For those who have suffered a personal injury from a car accident in worcester, consumers should understand their legal rights. One such common right is the right to participate in the Superior Court annexed Arbitration Program.
As a personal injury lawyer whose practice includes representing car accident victims, I am familiar with this process. In fact, the arbitration program, although non-binding, can sometimes be extremely helpful in settling car accident cases before trial. This article provides a brief and general outline of some rules for Superior Court arbitration. This is only a brief overview. In my law practice as an AV rated Worcester car accident lawyer, I offer consultations to the public discuss a specific situation in more detail for free and without any obligation. Whether you retain me or not, I want the consumer to understand their rights against the bigger, well-financed insurance companies whose primary objective is paying consumers the least possible for their personal injury claim and taking a long time to do it.

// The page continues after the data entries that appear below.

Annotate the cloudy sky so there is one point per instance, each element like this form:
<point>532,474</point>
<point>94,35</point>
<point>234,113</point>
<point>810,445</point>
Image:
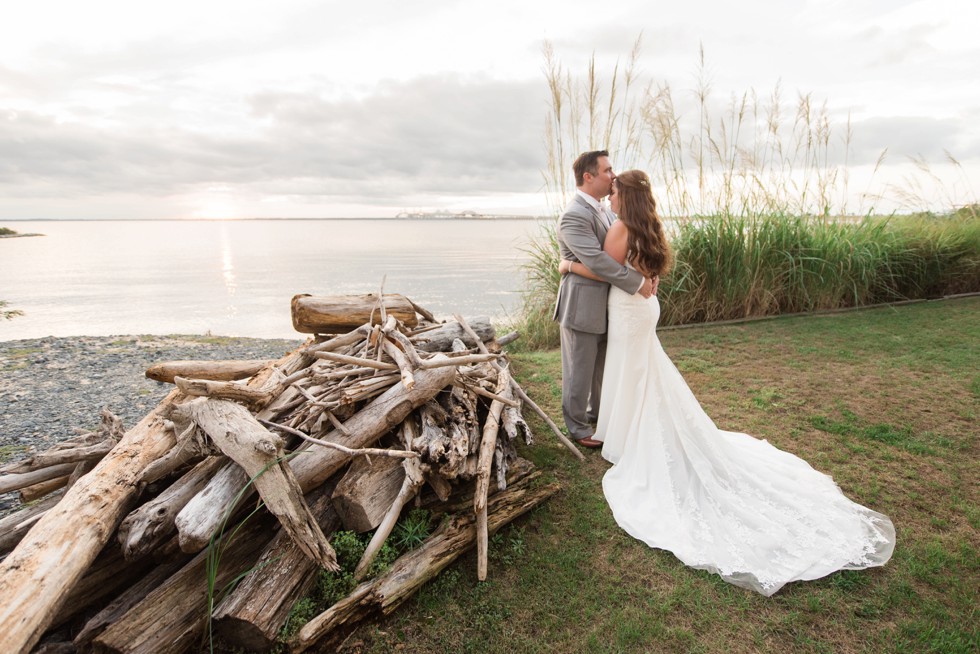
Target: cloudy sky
<point>299,108</point>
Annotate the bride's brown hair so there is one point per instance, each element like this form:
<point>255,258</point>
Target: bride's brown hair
<point>647,246</point>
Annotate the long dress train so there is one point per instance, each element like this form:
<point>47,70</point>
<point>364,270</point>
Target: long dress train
<point>719,501</point>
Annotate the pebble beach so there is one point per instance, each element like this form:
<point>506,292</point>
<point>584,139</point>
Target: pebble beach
<point>52,387</point>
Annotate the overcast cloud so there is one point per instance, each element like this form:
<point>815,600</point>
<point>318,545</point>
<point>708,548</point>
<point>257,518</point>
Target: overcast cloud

All civil claims under $100,000 filed in Superior Court are subject to arbitration, with certain exceptions. The $100,000 amount does not include interest, court costs, or attorney’s fees. The Superior Court may withdraw your claim from arbitration or determine the amount of your car accident claim is actually less than $100,000 and require arbitration.
You and the opposing party have thirty days to select an arbitrator from the Superior Court’s list. If the parties cannot agree, the Superior Court will let the parties strike two names from a list of five and then selects from the remaining. Arbitrators receive a set payment per case. They must inform everyone if they have any bias, financial or personal interest, or relationship with the parties or personal injury attorneys involved.